The Los Angeles home and automobile insurance company reported a net loss of $17.4 million (-32 cents a share), compared with net income of $79.5 million ($1.45) in the same period a year earlier. Total revenue fell 9 percent to $681 million. Net premiums rose 6 percent to nearly $655 million. In California, the company saw a 24 percent increase in new automobile policy sales.

The company’s operating loss was 17 cents a share, compared with a year-earlier operating profit of 59 cents. Analysts surveyed by Thomson Reuters on average had expected the company to report an operating profit of 25 cents on revenue of more than $695 million.

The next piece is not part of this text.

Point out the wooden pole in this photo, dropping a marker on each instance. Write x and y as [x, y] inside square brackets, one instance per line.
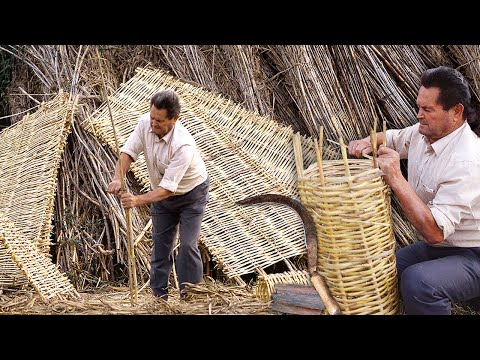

Mercury General said it saw $28 million of catastrophe losses related to Hurricane Sandy. Those losses mostly came from the homeowner claims in New York; but auto claims in New Jersey and New York accounted for $6 million of losses. The company said that it historically sees more claims in California in the fourth quarter because of severe weather and increased driving, but did not detail how much worse the 2012 quarter was from the previous year.

The company last month began consolidating its operations outside of California into hubs in Florida, New Jersey, and Texas, a process expected to be finished in the second quarter. Chief Executive Gabe Tirador said Mercury General expects $8 million to $13 million in pre-tax charges in the current quarter related to the restructuring.

“We believe that the hub structure will lead to improved efficiencies and better position the company for future growth,” said Tirador, who expects annual recurring pre-tax savings of about $13 million.

Shares closed down $2.36, or 6 percent, to $37.88 on the New York Stock Exchange.